Daily Journal: Republican governor candidate Brad Chambers talks public safety plan

By Noah Crenshaw
Daily Journal

FRANKLIN, Ind. — Indiana gubernatorial candidate Brad Chambers has released a new public safety plan that he says will lead to a safer Indiana — if he’s elected.

Chambers, one of five Republicans seeking the governor’s office next year, released Wednesday a seven-point plan addressing bail, qualified immunity, police recruitment, mental health and more. The former Indiana commerce secretary discussed the plan during an interview at the Daily Journal’s office in Franklin Wednesday evening.

He was one of the last Republican candidates to announce they were running for governor, which he did in August. The lifelong Hoosier and entrepreneur said he started late because he wanted to make sure he was “running for the right reasons.”

“I believe Indiana’s great but it can be exceptional — and that is exactly why I’m in this race,” Chambers said.

Despite getting in the race late, Chambers says he believes his message is resonating with voters. By the end of the year, he expects to meet the threshold to be on primary ballots next May. One of his opponents, businessman Eric Doden, announced he met the threshold earlier this week.

Chambers is running for Indiana governor against seven candidates as of Nov. 16 — five Republicans, one Democrat and one Libertarian.

Bail, qualified immunity plans

On Wednesday, Chambers released a seven-pillar plan that his campaign says will strengthen support for first responders. The plan, dubbed “Protect and Serve,” is brd on feedback he’s heard from first responders he has met in his travels around the state.

“Everything in that plan has been organically developed through interactions, meeting and listening to our first responders and our law enforcement,” he said.

The plan’s first pillar addresses mandatory minimum bail for violent and repeat offenders.
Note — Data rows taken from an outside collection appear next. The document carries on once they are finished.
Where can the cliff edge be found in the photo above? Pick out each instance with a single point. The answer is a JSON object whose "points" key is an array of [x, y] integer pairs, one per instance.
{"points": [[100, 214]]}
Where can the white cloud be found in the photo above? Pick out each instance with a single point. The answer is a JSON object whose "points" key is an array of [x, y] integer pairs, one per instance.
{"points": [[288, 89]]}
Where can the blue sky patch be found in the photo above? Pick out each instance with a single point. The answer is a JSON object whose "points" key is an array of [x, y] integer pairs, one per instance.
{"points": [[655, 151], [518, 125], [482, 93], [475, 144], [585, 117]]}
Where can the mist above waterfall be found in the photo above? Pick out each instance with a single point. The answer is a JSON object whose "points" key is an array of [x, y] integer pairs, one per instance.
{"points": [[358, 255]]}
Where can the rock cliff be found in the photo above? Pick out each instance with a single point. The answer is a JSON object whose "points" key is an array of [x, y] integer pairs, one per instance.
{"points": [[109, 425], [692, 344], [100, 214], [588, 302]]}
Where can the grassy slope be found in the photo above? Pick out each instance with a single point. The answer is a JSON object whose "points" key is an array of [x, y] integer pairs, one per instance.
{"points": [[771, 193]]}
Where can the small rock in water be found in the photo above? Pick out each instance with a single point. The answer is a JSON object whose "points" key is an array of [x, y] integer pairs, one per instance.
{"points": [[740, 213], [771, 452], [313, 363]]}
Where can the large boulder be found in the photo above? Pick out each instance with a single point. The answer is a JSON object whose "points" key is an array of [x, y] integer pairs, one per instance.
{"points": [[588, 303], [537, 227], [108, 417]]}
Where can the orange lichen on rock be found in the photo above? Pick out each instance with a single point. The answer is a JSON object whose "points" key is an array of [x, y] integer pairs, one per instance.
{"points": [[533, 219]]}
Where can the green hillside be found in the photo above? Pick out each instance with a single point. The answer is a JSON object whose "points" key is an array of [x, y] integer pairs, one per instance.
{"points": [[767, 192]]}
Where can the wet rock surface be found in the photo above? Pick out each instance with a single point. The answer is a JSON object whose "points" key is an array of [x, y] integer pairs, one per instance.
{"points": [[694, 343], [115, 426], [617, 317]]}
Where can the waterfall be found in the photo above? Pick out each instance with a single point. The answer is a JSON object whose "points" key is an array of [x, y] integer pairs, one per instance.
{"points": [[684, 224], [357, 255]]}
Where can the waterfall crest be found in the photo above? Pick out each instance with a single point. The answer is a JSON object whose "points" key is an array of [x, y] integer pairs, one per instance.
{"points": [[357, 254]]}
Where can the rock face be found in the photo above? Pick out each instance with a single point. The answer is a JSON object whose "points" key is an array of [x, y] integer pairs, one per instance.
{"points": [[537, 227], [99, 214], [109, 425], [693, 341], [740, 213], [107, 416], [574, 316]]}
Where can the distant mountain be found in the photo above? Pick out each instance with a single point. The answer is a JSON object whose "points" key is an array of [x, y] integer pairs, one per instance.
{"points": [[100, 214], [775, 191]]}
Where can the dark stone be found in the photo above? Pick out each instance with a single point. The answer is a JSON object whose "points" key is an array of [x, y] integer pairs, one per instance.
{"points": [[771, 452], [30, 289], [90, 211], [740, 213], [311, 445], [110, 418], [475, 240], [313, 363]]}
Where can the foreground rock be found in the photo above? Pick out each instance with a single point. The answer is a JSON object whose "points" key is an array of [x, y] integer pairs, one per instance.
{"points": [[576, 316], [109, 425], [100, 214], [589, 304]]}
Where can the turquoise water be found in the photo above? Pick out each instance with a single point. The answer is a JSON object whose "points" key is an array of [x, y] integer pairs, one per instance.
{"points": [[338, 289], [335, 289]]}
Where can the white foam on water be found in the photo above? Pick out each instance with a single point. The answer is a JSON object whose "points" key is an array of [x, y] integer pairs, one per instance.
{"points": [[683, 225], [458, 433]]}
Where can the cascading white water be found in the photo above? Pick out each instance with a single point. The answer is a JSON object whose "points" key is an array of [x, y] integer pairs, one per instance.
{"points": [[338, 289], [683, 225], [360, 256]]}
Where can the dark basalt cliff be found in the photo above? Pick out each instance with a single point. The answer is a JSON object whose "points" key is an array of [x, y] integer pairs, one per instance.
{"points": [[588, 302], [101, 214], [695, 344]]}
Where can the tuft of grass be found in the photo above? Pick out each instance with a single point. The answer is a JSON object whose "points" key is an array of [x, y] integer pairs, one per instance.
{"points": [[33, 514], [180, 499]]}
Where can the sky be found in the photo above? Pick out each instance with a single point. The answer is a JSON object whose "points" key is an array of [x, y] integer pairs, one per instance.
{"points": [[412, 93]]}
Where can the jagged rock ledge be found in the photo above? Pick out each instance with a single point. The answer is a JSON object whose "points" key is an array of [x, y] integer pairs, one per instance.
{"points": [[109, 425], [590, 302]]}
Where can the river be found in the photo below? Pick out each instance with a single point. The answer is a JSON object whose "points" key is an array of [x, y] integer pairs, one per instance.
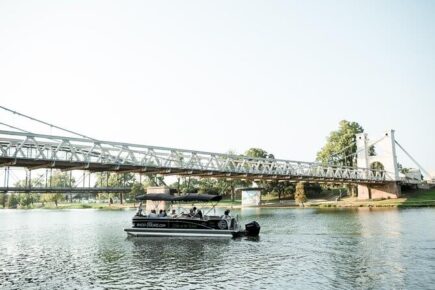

Chambers says judicial discretion has generally been too lenient and has put Hoosiers at risk.

“What’s not helping is when a guy is working hard putting his life at risk, and he takes someone who’s arrested and they book him in and he’s released the next day for $500 bucks,” Chambers said. “That’s not helpful. It is demoralizing to the guys that are trying to put criminals in jail, and it creates a risk to the community.”

While he is for low regulation, Chambers says there needs to be consistency in bail standards. It can’t be so flexible that it’s creating a disincentive to arrest people, he said.

Chambers also plans to strengthen qualified immunity for law enforcement and first responders by codifying it into state law. Not having it codified makes an “already hard job harder,” and if it were to be codified, it would take some stress away from police, he said.